EDIT: I missed the restriction that the numbers are sorted. In that case, a set is overkill and less efficient than just keeping track of the last number printed, and only printing numbers that are different from it afterwards.
I'm having an issue in which a function that in theory should remove all duplicate values from an array doesn't work. Here's how it works:
I have two arrays, and then I populate them with random numbers
between 0 and 50 inclusive.
I sort the array values in order using a sort function
I then run my dedupe function
I sort the array values in order again
I then output the values in both arrays
The problem is, the loop in the dedupe function is ran 19 times regardless of how many duplicate entries it finds, which is extremely strange. Also, it still gives duplicates.
Any ideas? Thanks!
int* dedupe(int array[ARRAY_SIZE]) //remove duplicate array values and replace with new values.
{ bool dupe = false;
while(dupe!=true)
{
for(int j=0; j<ARRAY_SIZE; j++)
{ if(array[j] == array[j+1])
{ array[j] = rand();
array[j] = array[j] % 51;
dupe = false;
}
else { dupe = true; // the cout part is for debugging
cout << dupe << endl; }
}
} return array;
}
int main()
{
int a[9], b[9];
srand(time(0));
populate(b);
populate(a);
sort(a,ARRAY_SIZE);
sort(b,ARRAY_SIZE);
dedupe(a);
dedupe(b);
sort(a,ARRAY_SIZE);
sort(b,ARRAY_SIZE);
for(int i=0; i<10; i++)
{ cout << "a[" << i << "] = " << a[i] << "\t\t" << "b[" << i << "] = " << b[i] << endl; }
return 0;
}
Nothing suggested so far has solved the problem. Does anyone know of a solution?

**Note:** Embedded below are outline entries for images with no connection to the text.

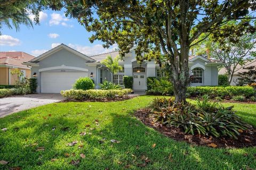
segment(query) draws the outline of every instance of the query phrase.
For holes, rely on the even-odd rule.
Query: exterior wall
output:
[[[9,68],[6,67],[0,67],[0,85],[9,84]]]
[[[52,54],[50,56],[46,58],[43,59],[38,62],[39,66],[32,67],[31,70],[31,76],[34,72],[35,72],[37,75],[37,76],[35,77],[37,79],[38,87],[37,92],[39,93],[41,92],[40,85],[41,84],[41,72],[39,72],[39,70],[40,69],[52,67],[61,66],[62,65],[89,69],[88,75],[89,76],[90,76],[91,73],[92,72],[93,76],[91,78],[93,80],[94,84],[95,84],[95,87],[98,88],[98,86],[97,83],[99,83],[100,80],[99,76],[99,72],[100,72],[100,68],[97,68],[97,67],[99,67],[99,66],[89,66],[87,65],[87,63],[86,63],[86,60],[84,59],[77,56],[73,53],[70,52],[69,51],[65,49],[61,49],[60,51]],[[100,64],[99,64],[99,65],[100,65]],[[70,70],[68,71],[70,71]],[[60,70],[52,70],[47,71],[55,72],[60,71]],[[76,70],[71,70],[71,71],[76,71]],[[106,69],[104,71],[108,72],[107,70],[106,70]],[[103,75],[103,76],[105,76],[104,78],[106,77],[106,78],[108,77],[107,76],[107,73],[106,73],[106,75]],[[98,77],[98,79],[97,79],[97,77]]]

You're not returning from inside the for loop... so it should run exactly ARRAY_SIZE times each time.
The problem that you want to solve and the algorithm that you provided do not really match. You do not really want to remove the duplicates, but rather guarantee that all the elements in the array are different, the difference being that by removing duplicates the number of elements in the array would be less than the size of the array, but you want a full array.
I don't know what the perfect solution would be (algorithmically), but one simple answer would be creating an array of all the values in the valid range (since the range is small), shuffling it and then picking up the first N elements. Think of this as using cards to pick the values.
const int array_size = 9;
void create_array( int (&array)[array_size] ) {
const int max_value = 51;
int range[max_value];
for ( int i = 0; i < max_value; ++i ) {
range[i] = i;
}
std::random_shuffle( range, range+max_value );
std::copy_n( range, array_size, array );
}
This is not the most efficient approach, but it is simple, and with a small number of elements there should not be any performance issues. A more complex approach would be to initialize the array with the random elements in the range, sort and remove duplicates (actually remove, which means that the array will not be full at the end) and then continue generating numbers and checking whether they are new against the previously generated numbers.
Simplest approach is just comparing with every other value which is linear time but on an array of 9 elements linear time is small enough not to matter.
you are doing it wrong at
array[j] = rand();
array[j] = array[j] % 51
It will always have 1 to ARRAY SIZE!!